Reportagem de Edison Veiga para o DW conta como funcionava o sistema de entrega anônima de crianças que começou em mosteiros, no ano de 1825, e foi extinto no Brasil em 1950. Ainda hoje, sistemas semelhantes funcionam nos EUA e em países da Europa e Ásia.
A historiadora Maria Luiza Marcílio explica no livro História Social da Criança Abandonada que o Brasil foi o último a acabar com a roda dos enjeitados. O recurso, que funcionou na capital paulista ao longo de 125 anos, acolheu 4.580 bebês abandonados. O dispositivo era uma roda circular com um bocal de cerca de 50 centímetros que ficava voltado para a rua. A pessoa deixava ali o bebê, girava uma manivela que fechava a frente e liberava o acesso do lado interno.
Segundo levantamento da Maria Luíza, naquele início de século dezenove, 15,9% de todos os bebês nascidos livres em São Paulo eram abandonados pelas ruas e córregos. A grande maioria não sobrevivia. O modelo era já praticado em Salvador, que inaugurou a primeira roda da colônia, em 1726, no Rio de Janeiro, desde 1738, e em Recife, em 1789. Depois da instalada em São Paulo, outras dez começaram a funcionar no território brasileiro. A roda dos expostos chegou ao País por conta da colonização portuguesa. Em Lisboa, a Santa Casa de Misericórdia adotou o sistema em 1498.
Atualmente, no Brasil há mecanismos jurídicos e legais para quem deseja encaminhar um recém-nascido para a adoção. As regras constam de um documento do Conselho Nacional de Justiça, denominado Manual Sobre Entrega Voluntária.

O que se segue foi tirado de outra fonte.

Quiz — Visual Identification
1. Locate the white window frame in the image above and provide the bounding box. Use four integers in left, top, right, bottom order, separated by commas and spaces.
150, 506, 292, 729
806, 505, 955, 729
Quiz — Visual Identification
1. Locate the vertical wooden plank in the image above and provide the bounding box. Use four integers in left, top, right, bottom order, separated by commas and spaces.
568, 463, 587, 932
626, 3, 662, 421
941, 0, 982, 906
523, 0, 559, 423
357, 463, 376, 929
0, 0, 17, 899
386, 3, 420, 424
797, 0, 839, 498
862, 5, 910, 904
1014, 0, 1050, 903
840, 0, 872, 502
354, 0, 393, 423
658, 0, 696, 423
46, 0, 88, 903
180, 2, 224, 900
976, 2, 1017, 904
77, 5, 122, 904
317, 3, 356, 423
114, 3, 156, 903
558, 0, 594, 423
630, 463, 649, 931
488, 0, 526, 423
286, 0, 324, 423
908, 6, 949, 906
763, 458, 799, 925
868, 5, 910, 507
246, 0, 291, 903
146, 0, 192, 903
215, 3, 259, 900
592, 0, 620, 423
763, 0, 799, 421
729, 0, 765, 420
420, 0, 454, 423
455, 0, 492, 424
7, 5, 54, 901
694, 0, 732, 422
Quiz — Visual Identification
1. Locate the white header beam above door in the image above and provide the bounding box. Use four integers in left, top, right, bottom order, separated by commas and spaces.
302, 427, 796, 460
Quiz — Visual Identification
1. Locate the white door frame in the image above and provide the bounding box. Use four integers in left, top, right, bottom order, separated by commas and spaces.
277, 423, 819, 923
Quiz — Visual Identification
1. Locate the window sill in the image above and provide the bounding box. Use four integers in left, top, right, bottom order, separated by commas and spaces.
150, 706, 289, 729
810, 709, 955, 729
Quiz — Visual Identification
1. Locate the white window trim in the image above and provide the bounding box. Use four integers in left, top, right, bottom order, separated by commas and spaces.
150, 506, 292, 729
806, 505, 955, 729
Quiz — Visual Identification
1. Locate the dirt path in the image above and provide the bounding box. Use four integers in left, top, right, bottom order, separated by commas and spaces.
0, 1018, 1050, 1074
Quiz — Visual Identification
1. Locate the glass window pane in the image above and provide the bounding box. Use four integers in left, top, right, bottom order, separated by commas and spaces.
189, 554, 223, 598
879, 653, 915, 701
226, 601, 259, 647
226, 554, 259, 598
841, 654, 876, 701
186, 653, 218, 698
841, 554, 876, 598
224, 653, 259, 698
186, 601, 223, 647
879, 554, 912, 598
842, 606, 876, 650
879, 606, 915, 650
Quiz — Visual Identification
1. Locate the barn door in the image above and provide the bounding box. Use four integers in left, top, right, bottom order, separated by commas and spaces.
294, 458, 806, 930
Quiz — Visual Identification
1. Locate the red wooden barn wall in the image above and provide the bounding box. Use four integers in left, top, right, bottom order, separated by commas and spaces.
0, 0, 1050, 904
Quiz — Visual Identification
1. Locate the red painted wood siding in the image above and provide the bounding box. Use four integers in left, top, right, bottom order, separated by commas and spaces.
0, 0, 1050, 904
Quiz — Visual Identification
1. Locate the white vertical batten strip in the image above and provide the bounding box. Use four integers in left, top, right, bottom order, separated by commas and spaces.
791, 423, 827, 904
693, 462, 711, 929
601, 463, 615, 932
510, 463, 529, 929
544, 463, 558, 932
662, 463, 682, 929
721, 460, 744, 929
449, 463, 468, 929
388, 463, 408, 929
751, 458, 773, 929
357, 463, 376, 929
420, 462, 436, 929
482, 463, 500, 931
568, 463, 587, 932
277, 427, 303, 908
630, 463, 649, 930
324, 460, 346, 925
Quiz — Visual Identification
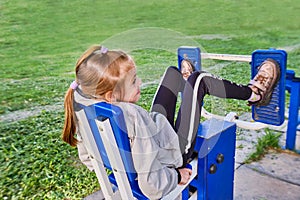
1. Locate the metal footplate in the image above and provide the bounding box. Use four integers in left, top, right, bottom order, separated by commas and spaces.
177, 46, 201, 71
251, 49, 287, 126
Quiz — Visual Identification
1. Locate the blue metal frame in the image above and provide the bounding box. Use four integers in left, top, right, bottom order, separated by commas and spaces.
285, 70, 300, 153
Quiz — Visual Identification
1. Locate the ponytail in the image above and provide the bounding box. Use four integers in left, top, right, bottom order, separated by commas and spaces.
62, 88, 77, 146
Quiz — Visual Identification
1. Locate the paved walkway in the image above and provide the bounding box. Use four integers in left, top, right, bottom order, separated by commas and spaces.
85, 117, 300, 200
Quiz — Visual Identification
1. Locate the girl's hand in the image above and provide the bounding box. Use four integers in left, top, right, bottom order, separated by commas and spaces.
178, 168, 192, 185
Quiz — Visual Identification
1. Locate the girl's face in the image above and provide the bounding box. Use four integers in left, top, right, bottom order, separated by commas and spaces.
123, 64, 142, 103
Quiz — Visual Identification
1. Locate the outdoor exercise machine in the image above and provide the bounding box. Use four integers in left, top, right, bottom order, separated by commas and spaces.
178, 47, 300, 151
75, 47, 300, 200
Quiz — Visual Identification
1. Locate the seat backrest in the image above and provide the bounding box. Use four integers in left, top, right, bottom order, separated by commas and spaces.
76, 102, 137, 181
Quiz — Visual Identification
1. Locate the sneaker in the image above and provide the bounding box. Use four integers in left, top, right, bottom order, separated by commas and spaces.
249, 59, 280, 106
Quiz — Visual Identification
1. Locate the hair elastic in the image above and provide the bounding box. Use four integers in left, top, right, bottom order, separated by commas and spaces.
70, 81, 78, 90
100, 46, 108, 54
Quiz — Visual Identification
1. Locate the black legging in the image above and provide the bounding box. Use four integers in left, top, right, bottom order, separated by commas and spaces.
151, 67, 252, 166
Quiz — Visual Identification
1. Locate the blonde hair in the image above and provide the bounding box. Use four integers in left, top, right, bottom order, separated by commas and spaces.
62, 46, 134, 146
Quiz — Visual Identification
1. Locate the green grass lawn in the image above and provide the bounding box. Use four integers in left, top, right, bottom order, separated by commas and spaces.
0, 0, 300, 199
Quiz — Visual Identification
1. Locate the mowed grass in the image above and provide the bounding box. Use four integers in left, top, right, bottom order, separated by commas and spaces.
0, 0, 300, 199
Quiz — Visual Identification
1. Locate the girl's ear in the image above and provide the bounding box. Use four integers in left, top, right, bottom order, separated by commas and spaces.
104, 91, 116, 103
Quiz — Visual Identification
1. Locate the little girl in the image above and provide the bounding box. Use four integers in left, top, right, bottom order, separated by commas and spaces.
62, 46, 280, 199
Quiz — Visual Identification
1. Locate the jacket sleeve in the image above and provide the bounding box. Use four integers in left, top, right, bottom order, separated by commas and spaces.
132, 139, 178, 199
131, 110, 182, 199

Versões modernas desse dispositivo, contudo, têm surgido em muitos países. O advogado Ariel de Castro Alves, membro da Comissão de Defesa dos Direitos da Criança e do Adolescente do Conselho Federal da OAB, afirma que novas rodas podem ser encontradas em países como a Alemanha, Bélgica, Coreia do Sul, Estados Unidos e Japão. Ele observa que, com ou sem roda dos expostos, a questão da inclusão social plena das crianças brasileiras segue sendo um problema. “Na prática, a maioria das crianças e adolescentes do País estão expostos à miséria, fome, negligências, abandonos e violências, na maioria, por situações praticadas por seus próprios pais, mães e responsáveis legais, ou pelos poderes públicos, que se omitem nas políticas públicas.”